Stop the cable madness

Hopefully, by the time you read this, Fox and Cablevision will have settled their dispute and returned control of channels 5 and 9 to the viewing audience. Until then, Cablevision subscribers will have to do without many of our favorite programs, not to mention Giants’ football and — perish the thought — the World Series. But even if the media giants manage to settle, the bill will be passed on to the little guy — the consumer.

The roots of the dispute go back to the 1992 Cable TV Act, which allowed broadcast stations to seek “retransmission fees” from cable providers to permit them to air the exact same content that broadcast networks provided for free. Before that, broadcasters relied on the “must carry” provision of the law, allowing broadcasters to actually compel cable providers to carry their content. How the worm has turned!

Now Fox, like ABC/Disney before it, is fighting over how much it can get from cable providers like Cablevision and Time Warner, wasting money on newspaper ads sniping back and forth. Who loses? The consumer, who is blacked out, used as a negotiating pawn and then ultimately pays the freight in higher cable bills.

The “free agency era” in pro sports provides a historic antecedant. When free agency began, players’ salaries soared, and owners cringed. Nonetheless, the baseball barons and the players’ union figured out a way to protect each other. Players’ salaries have never been higher, and baseball ownership continues to be profitable. And for fans? We get the $4,000-a-game box seat. Fans and consumers were not at the bargaining table.

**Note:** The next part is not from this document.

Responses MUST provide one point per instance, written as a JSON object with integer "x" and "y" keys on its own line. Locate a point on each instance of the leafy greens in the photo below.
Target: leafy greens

We can’t let that happen here.

I have introduced a resolution in the Council calling for an end to retransmission fees. Broadcasters like Fox and ABC operate over the public airwaves with a public license. Having seduced the majority of TV viewers off of the rabbit ears and onto the cable box, they should not be permitted to start to charge us for what was once free. They can make their money off of the advertising revenue as they did before. Use of public air waves is a public trust and a public benefit.

Congress must act to end the insanity, to stop the programming interruptions and to protect the consumer, and it must act now. If it doesn’t, the next $4,000 box seat will be the seat in front of your TV set.

Councilman Lew Fidler represents Bergen Beach, Canarsie, Flatlands, Marine Park, Mill Basin, Gerritsen Beach and Sheepshead Bay.